Clusters, jobs, handles, and IDs

htcondor-matlab adopts the terminology of HTCondor: A single computation unit is called a ‘job’, and a group of jobs belonging together is called a ‘cluster’. In HTCondor, a job is also called a ‘process’ after submission. Cluster IDs are integers assigned by HTCondor in the order of submission, and process IDs are integers assigned to jobs in the order of the submit description file, starting from 0 within a cluster.

For technical reasons, the clusterHandle assigned by htcondor-matlab is not identical to HTCondor’s ClusterId. On first submission, the job number assigned by htcondor-matlab is identical to HTCondor’s ProcId, but resubmitted jobs belong to a new HTCondor cluster, with ProcIds starting from 0 again. However, condorMonitorCluster lists for each job the corresponding identifier of the form ClusterId.ProcId used by HTCondor, so that its tools including condor_rm can be easily used in conjunction.

Internal data structure

In the htcondor-matlab cluster directory, for each cluster a subdirectory is created with a name identical to its handle, cluster#, which contains data to manage and run the cluster as well as the return values of completed jobs. To save disk space, it is advisable to remove old clusters from time to time (condorClusters clean).

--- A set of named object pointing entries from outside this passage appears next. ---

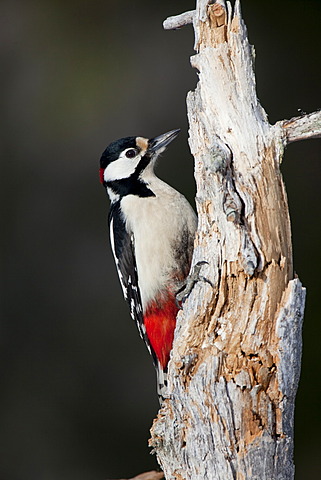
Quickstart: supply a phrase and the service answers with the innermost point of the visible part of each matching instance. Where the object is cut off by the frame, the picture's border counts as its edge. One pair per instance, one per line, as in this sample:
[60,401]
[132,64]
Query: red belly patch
[160,321]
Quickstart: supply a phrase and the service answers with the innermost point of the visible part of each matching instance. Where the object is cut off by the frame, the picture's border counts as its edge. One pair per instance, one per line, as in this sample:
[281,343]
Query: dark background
[77,386]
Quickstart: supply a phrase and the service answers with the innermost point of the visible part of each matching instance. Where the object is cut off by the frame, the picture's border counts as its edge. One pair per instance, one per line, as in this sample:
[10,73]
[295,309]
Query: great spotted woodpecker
[152,228]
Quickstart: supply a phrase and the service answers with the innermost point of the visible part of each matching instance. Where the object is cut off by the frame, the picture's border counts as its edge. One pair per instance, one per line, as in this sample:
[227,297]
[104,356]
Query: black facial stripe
[130,186]
[113,150]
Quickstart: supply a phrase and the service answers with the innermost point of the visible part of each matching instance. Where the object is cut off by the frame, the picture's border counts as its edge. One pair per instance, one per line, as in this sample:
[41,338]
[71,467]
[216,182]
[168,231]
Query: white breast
[157,223]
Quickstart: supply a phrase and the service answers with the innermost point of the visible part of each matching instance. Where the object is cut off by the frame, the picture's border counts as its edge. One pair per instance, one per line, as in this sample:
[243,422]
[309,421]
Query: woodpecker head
[127,164]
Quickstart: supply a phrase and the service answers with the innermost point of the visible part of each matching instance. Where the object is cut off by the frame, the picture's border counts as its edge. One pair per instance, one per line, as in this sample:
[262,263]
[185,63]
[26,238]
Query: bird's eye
[131,153]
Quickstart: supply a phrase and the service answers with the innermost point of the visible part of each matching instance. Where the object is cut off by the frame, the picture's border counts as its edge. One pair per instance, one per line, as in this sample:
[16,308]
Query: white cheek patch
[122,168]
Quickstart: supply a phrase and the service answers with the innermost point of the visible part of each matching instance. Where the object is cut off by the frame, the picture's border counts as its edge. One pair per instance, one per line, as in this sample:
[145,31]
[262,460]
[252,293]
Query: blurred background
[77,386]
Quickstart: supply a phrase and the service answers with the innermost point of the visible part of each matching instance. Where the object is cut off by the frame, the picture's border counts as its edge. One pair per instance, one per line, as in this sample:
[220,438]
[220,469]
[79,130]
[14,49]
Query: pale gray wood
[235,363]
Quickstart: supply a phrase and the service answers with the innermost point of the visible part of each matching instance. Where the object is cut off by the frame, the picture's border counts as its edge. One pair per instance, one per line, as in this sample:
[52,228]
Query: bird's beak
[158,144]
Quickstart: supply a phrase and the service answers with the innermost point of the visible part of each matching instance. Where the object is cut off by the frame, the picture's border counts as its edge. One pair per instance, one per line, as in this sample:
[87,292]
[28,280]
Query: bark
[235,363]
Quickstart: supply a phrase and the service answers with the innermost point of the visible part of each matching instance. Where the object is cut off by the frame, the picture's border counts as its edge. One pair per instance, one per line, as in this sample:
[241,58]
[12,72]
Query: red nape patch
[101,175]
[160,321]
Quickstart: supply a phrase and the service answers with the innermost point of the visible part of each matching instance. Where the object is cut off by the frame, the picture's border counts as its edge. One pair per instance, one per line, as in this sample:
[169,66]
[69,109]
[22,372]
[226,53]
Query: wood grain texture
[235,363]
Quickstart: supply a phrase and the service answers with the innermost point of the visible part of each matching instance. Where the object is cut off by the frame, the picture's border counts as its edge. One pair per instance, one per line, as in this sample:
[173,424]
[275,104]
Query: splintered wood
[235,363]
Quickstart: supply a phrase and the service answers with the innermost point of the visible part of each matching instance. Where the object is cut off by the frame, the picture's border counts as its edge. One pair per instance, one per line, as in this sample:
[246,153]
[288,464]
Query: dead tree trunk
[235,362]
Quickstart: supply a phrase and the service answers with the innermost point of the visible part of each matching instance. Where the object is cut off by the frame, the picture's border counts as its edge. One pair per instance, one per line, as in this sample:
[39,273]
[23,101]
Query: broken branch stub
[235,362]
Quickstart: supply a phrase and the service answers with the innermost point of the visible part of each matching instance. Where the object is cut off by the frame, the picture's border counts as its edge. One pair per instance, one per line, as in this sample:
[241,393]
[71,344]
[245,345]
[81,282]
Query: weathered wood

Within each cluster subdirectory, general cluster and job management data are kept in cluster.mat. After submission, the cluster’s HTCondor submit description file is submit. Job-specific data are in files whose name begins with job###, where ### is the job number. On addition of a job, the file job###_in.m containing the job’s Matlab input script and the file job###_inf.mat with job information used by that script are created. The job’s standard output is redirected to the file job###_out and its standard error to job###_err. HTCondor log messages are written to job###_log. When finished, the return values of the job are written to job###_res.mat.


This software was developed with Matlab R2013a and HTCondor 8.2.3 on Debian GNU/Linux 7.8, but may work with other versions and OSs, too. It is copyrighted © 2016 by Carsten Allefeld and released under the terms of the GNU General Public License, version 3 or later.